In theory, planning moves in parkour boils down to moment-to-moment decision-making. Practitioners, known as traceurs, begin by charting paths mentally, and then execute by attempting to follow those paths with their bodies. Navigating through life with that mindset, Danger, the calm and collected sensei of sorts to students all across New York, keeps his eyes fixated on the path between the present, and the future he’s about to meet.
“With adults, you kind of have to reinstill a passion for play,” says Danger, 25, who trains members as old as 57, and as young as three. “But kids, they love doing this.”
Danger has known this since he first came across parkour at age 16, watching grainy videos of amateur kids in France pulling off crazy stunts in urban neighborhoods. An avid skateboarder at the time, he decided to ditch the wheels and started getting around the way he believes “we were built to move.” Almost a decade later, he’s trying to relay that same philosophy to public schools across the city, and he’s already had some success.
In December 2010, Quest To Learn, a middle school in Chelsea, was put in touch with Danger about the prospect of providing alternate forms of physical activity for students.

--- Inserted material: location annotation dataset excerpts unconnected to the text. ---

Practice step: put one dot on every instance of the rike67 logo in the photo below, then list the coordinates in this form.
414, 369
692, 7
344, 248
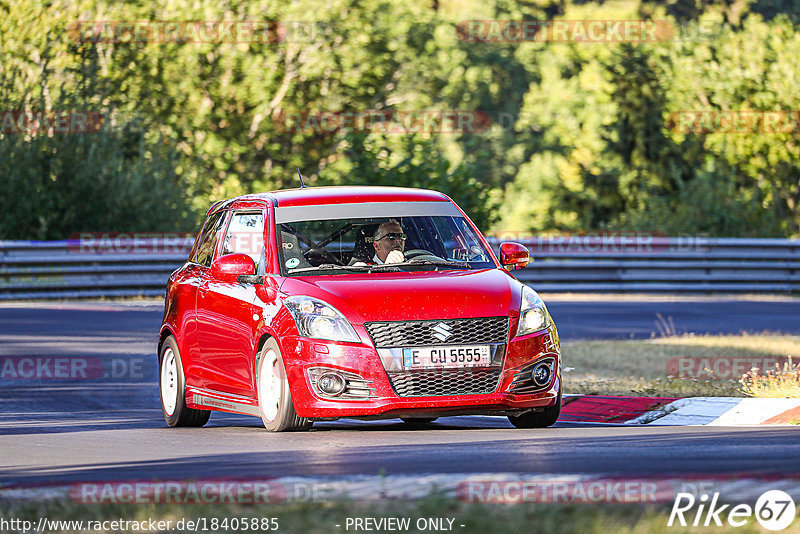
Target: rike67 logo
774, 510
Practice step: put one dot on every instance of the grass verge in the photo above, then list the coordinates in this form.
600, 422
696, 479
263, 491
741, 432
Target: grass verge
642, 367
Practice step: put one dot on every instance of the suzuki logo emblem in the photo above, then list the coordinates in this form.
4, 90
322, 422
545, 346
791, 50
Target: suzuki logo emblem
441, 332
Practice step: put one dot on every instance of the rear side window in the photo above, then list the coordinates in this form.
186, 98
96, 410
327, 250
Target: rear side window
208, 241
245, 235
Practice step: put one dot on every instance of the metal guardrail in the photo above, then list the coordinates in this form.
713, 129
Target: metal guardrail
60, 269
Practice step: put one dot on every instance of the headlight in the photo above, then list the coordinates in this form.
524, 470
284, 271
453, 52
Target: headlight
317, 319
533, 314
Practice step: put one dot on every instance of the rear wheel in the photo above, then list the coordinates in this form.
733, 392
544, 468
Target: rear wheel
172, 386
543, 419
274, 397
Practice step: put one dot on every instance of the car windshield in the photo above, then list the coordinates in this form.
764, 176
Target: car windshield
417, 242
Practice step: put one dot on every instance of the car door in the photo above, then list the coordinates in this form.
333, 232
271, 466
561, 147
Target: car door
226, 313
191, 279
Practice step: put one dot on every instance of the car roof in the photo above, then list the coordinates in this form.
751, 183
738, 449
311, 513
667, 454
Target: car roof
309, 196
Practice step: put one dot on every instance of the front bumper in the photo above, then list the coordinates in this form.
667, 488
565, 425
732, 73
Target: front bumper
301, 354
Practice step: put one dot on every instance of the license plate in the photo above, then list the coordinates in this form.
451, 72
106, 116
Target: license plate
447, 356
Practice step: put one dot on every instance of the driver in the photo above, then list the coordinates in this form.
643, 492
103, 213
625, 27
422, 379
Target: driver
389, 242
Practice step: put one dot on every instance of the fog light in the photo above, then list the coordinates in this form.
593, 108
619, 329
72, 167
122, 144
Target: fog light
541, 374
331, 384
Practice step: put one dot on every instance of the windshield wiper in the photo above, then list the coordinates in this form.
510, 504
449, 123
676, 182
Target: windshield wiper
445, 263
334, 267
381, 266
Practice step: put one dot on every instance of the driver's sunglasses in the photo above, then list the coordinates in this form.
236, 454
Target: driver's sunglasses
393, 237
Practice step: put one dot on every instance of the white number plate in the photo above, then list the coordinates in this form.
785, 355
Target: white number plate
447, 356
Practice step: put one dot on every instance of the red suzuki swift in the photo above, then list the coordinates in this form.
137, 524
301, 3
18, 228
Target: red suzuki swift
363, 302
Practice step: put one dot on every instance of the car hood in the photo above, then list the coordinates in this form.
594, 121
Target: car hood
413, 295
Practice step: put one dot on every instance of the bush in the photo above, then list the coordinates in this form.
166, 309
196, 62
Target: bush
111, 180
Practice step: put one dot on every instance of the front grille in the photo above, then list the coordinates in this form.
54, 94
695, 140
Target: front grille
436, 383
417, 333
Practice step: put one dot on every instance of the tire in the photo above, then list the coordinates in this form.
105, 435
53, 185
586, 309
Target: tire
172, 389
418, 420
274, 397
543, 419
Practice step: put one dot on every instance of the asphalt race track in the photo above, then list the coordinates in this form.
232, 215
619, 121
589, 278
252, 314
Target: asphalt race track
110, 427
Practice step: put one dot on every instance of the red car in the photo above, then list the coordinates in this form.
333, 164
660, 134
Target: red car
362, 302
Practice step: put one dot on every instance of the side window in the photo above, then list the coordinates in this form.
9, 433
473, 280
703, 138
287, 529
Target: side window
245, 235
208, 241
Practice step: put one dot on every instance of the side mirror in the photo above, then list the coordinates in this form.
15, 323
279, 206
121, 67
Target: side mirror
514, 256
230, 267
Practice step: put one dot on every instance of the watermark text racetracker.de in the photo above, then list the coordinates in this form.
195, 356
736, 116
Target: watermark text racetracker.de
179, 243
640, 243
769, 122
44, 368
14, 525
721, 367
195, 31
584, 31
53, 122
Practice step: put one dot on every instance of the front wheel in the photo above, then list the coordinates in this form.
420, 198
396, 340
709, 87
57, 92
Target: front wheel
172, 386
274, 397
543, 419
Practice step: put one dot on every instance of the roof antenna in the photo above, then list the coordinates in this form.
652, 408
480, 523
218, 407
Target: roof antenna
302, 185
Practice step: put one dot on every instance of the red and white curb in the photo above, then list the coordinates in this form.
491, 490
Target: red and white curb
719, 411
723, 411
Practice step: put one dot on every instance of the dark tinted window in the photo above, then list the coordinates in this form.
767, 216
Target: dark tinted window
245, 235
208, 241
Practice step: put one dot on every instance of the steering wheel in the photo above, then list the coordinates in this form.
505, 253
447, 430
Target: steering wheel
322, 253
408, 254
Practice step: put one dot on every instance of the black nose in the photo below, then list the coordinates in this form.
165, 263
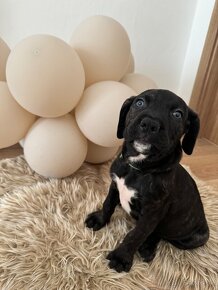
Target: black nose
149, 125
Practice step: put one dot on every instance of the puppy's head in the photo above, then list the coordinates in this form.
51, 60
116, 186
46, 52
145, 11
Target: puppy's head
155, 121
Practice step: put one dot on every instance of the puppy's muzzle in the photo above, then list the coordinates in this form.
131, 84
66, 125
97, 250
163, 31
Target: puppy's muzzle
149, 126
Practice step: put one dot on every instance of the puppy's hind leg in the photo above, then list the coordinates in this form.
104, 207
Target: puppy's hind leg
148, 249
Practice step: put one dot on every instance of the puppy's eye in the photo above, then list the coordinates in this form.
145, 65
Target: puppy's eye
177, 114
140, 103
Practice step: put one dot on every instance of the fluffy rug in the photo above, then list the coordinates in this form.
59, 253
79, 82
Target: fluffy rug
45, 245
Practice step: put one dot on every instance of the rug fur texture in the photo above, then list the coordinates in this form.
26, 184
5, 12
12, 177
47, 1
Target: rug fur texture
45, 245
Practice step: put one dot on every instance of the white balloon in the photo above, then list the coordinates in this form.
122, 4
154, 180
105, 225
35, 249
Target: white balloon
45, 75
55, 147
97, 113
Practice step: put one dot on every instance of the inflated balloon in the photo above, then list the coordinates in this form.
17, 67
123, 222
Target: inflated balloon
131, 65
14, 120
97, 154
45, 75
55, 147
138, 82
4, 53
98, 111
104, 48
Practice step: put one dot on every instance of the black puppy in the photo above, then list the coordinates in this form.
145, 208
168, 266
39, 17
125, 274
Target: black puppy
149, 182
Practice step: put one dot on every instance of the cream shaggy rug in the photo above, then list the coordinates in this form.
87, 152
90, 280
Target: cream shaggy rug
45, 245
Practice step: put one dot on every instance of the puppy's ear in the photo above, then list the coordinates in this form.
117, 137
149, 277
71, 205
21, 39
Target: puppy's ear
122, 119
193, 127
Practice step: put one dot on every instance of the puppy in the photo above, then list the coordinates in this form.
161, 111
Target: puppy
149, 182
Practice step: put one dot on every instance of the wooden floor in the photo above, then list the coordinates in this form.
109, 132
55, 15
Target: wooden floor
203, 162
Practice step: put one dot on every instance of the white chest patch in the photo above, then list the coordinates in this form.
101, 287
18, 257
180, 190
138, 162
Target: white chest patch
125, 193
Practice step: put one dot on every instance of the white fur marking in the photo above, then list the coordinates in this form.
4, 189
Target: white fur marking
141, 147
125, 193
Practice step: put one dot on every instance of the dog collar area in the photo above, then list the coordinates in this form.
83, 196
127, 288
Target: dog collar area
130, 164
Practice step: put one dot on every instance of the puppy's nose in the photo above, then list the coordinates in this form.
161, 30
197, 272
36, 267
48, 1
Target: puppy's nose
150, 126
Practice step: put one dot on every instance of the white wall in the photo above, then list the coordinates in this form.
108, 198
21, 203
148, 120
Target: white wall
159, 30
195, 46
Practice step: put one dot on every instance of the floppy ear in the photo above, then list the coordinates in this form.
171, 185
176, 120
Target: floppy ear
193, 127
122, 118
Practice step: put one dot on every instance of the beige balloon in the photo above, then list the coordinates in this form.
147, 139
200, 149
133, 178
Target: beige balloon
131, 64
138, 82
45, 75
98, 111
97, 154
104, 48
55, 147
4, 53
14, 120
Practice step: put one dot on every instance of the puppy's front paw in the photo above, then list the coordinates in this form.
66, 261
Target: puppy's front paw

“The reality is not everyone’s gonna like to play on the basketball team or the volleyball team,” says Cameron Brown, health and wellness instructor at Quest to Learn. “Any alternative activities we give the students that get them out and get them moving can only be positives for the students and the school as a whole.”
One of six schools housed in its building, Quest To Learn was strapped with limited gymnasium space and time, forcing the physical education department to get creative. Volunteering his services to get more young minds outside the doors and into parkour, Danger was brought in to lead 15 students through a week-long demo workshop. As interest among the student body quickly began to build, a relationship with the school developed and soon after, Danger was leading a weekly after-school parkour program for kids on Wednesdays. Now approaching the three-year mark at Quest, enrolment for the current school trimester is at 85. Brown projects by the end of June, that number will have tripled, and he expects those numbers will result in deflating waistlines for overweight students.

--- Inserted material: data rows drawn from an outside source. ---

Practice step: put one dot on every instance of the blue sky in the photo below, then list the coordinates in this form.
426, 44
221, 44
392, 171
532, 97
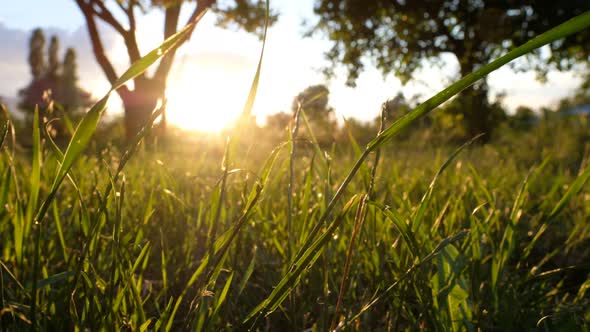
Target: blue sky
226, 60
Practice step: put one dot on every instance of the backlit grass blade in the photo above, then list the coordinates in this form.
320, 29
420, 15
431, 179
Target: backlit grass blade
573, 190
290, 280
35, 170
254, 86
433, 254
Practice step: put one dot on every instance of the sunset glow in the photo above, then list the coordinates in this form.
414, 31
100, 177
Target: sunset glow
206, 99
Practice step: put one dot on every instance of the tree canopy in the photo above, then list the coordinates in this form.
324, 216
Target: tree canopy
122, 15
398, 35
53, 80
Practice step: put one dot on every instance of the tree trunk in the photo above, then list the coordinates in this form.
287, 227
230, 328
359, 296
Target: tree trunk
139, 104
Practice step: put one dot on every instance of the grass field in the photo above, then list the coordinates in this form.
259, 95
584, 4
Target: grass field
295, 236
498, 240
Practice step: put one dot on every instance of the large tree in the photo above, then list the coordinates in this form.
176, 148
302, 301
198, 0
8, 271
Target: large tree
121, 15
399, 35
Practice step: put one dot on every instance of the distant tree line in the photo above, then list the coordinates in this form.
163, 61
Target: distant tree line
52, 81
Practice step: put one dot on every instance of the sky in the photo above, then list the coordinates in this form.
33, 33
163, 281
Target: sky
210, 80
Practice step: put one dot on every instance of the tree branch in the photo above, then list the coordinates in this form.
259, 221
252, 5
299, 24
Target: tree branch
97, 45
170, 29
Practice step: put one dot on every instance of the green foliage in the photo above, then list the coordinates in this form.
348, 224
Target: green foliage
399, 37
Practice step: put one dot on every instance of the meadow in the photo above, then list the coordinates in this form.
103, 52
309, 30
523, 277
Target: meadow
250, 233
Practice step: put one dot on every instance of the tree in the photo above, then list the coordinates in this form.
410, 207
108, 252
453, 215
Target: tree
36, 56
53, 82
71, 96
148, 90
53, 68
399, 35
314, 101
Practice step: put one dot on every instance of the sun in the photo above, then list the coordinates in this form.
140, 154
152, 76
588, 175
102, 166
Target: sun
205, 99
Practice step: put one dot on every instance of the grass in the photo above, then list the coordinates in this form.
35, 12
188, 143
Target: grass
218, 236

“I constantly have students say, ‘Well, we’ve got parkour today, so I’ve gotta fuel up and make sure I get a good lunch,’” Brown recounts. “Jesse and his team have made an immeasurable impact on these kids.”
The lasting effects of structured parkour sessions in schools may be difficult to track, but the buzz of positive reviews is certainly getting around. The Movement Creative has begun working more regularly with students at other schools in New York, most recently mixing their training exercises into the physical education program at the Earth School, located in the East Village. If all goes according to plan, Danger and his crew might actually need to have those old rails and monkey bars in Tompkins Square Park reinforced. With popularity climbing as high as ever, it’s only fitting that any young, ambitious parkour enthusiast under Danger’s wing would set their sights just as high.